CYB - WisdomTree Dreyfus Chinese Yuan- The Yuan is a managed floating currency that trades inside a 0.5% band around the official PBOC mark versus a FX basket. Not quite pegged, not truly floating; the speculative interest in the Yuan/USD forward market has increased dramatically in recent years. We trade the ETN CYB to take exposure to this managed currency in a managed economy hoping to manage our risk as the stimulus led recovery in China dominates global trade.

TIP- iShares TIPS - The iShares etf, TIP, which is 90% invested in the inflation protected sector of the US Treasury Market currently offers a compelling yield on TTM basis of 5.89%. We believe that future inflation expectations are currently mispriced and that TIPS are a compelling way to own yield on an inflation protected basis, especially in the context of our re-flation thesis.

GLD - SPDR Gold - Buying back the GLD that we sold higher earlier in June on 6/30. In an equity market that is losing its bullish momentum, we expect the masses to rotate back to Gold.  We also think the glittery metal will benefit in the intermediate term as inflation concerns accelerate into Q4.


SHORT ETFS
 
XLF - SPDR Financials
- Shorted Financials on a bounce on 7/27 with the yield curve as good as it gets.

XLI - SPDR Industrials - We don't want to be long financial leverage, which is baked into Industrials.

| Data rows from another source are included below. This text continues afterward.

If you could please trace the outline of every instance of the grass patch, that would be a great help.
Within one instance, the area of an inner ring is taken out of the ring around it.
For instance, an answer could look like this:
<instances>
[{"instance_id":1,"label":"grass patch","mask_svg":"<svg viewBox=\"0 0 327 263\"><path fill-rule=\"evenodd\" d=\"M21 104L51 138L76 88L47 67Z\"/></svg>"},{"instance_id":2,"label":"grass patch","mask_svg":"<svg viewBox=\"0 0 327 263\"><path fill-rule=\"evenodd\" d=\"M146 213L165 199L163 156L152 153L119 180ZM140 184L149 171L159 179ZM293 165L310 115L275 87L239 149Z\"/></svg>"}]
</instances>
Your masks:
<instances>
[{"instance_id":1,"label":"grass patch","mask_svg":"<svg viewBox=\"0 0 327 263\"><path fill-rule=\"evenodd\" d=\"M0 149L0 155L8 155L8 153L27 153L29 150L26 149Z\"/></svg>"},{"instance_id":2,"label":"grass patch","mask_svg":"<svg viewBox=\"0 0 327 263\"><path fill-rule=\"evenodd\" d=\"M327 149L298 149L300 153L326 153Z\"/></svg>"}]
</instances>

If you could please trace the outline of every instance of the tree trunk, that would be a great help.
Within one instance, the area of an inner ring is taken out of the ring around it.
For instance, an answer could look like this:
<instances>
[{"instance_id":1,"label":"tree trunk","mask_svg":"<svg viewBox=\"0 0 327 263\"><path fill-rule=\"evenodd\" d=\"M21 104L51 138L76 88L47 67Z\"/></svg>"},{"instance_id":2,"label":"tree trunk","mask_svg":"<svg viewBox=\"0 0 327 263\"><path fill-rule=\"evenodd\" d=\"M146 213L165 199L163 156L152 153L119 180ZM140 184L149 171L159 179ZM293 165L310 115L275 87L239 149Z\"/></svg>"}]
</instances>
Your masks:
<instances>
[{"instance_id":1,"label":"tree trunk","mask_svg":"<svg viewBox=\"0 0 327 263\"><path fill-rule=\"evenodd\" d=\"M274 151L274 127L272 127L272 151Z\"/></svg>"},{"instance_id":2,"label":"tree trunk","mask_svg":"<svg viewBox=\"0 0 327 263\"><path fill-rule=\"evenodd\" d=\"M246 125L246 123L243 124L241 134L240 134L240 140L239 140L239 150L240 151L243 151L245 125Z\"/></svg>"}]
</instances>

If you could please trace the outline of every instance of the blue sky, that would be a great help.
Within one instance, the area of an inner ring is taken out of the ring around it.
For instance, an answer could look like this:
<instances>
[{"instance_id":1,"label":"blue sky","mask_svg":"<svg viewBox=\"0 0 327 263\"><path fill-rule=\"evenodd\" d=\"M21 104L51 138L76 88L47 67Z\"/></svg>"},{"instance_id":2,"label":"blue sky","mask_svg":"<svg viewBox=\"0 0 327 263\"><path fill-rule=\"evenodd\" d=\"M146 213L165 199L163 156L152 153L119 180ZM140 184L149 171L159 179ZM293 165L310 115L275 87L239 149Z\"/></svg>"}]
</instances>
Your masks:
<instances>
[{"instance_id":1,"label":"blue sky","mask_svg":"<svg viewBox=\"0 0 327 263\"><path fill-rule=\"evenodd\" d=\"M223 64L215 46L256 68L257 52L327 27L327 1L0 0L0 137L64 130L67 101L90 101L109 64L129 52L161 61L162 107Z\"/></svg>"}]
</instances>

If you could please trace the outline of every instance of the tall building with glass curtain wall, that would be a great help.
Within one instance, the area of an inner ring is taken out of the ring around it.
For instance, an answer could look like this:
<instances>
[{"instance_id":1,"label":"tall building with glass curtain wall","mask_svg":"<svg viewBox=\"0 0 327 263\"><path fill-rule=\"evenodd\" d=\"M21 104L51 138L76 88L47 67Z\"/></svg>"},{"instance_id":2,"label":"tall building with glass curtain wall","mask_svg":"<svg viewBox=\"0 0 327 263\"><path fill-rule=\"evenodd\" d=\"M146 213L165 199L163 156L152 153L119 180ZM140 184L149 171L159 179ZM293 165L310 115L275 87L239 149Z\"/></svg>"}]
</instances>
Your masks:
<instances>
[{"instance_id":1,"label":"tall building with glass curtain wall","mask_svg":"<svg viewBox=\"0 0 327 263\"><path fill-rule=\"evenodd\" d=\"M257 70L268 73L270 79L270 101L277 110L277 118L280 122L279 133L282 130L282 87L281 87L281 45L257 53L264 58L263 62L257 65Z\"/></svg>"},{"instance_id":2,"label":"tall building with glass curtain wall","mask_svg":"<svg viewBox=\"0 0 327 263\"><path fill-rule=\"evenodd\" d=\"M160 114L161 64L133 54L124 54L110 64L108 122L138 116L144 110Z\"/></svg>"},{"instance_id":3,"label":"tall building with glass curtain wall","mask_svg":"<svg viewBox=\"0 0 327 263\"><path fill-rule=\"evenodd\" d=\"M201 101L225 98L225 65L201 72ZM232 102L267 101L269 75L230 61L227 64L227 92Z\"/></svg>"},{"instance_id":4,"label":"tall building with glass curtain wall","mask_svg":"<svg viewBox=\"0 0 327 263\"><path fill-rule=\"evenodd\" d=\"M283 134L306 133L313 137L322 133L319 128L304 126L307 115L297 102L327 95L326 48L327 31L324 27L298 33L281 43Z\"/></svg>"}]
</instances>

EWI - iShares Italy - Italian Prime Minister Silvio Berlusconi has made headlines for his private escapades, and not for his leadership in turning around the struggling economy. Like its European peers, Italian unemployment is on the rise and despite improved confidence indices, industrial production is depressed and there are faint signs, at best, that the consumer is spending. From a quantitative set-up, the Italian ETF holds a substantial amount of Financials (43.10%), leverage we don't want to be long of.

DIA  - Diamonds Trust- We shorted the financial geared Dow on 7/10, which is breaking down across durations.

EWJ - iShares Japan -We're short the Japanese equity market via EWJ on 5/20. We view Japan as something of a Ponzi Economy -with a population maintaining very high savings rate whose nest eggs allow the government to borrow at ultra low interest levels in order to execute stimulus programs designed to encourage people to save less. This cycle of internal public debt accumulation (now hovering at close to 200% of GDP) is anchored to a vicious demographic curve that leaves the Japanese economy in the long-term position of a man treading water with a bowling ball in his hands.

XLY - SPDR Consumer Discretionary
- As Reflation morphs into inflation, the US Consumer Discretionary rally will run out of its short squeeze steam. We shorted XLY on 7/9 and again on 7/22.

SHY- iShares 1-3 Year Treasury Bonds- If you pull up a three year chart of 2-Year Treasuries you'll see the massive macro Trend of interest rates starting to move in the opposite direction. We call this chart the "Queen Mary" and its new-found positive slope means that America's cost of capital will start to go up, implying that access to capital will tighten. Yields are going to continue to make higher-highs and higher lows until consensus gets realistic.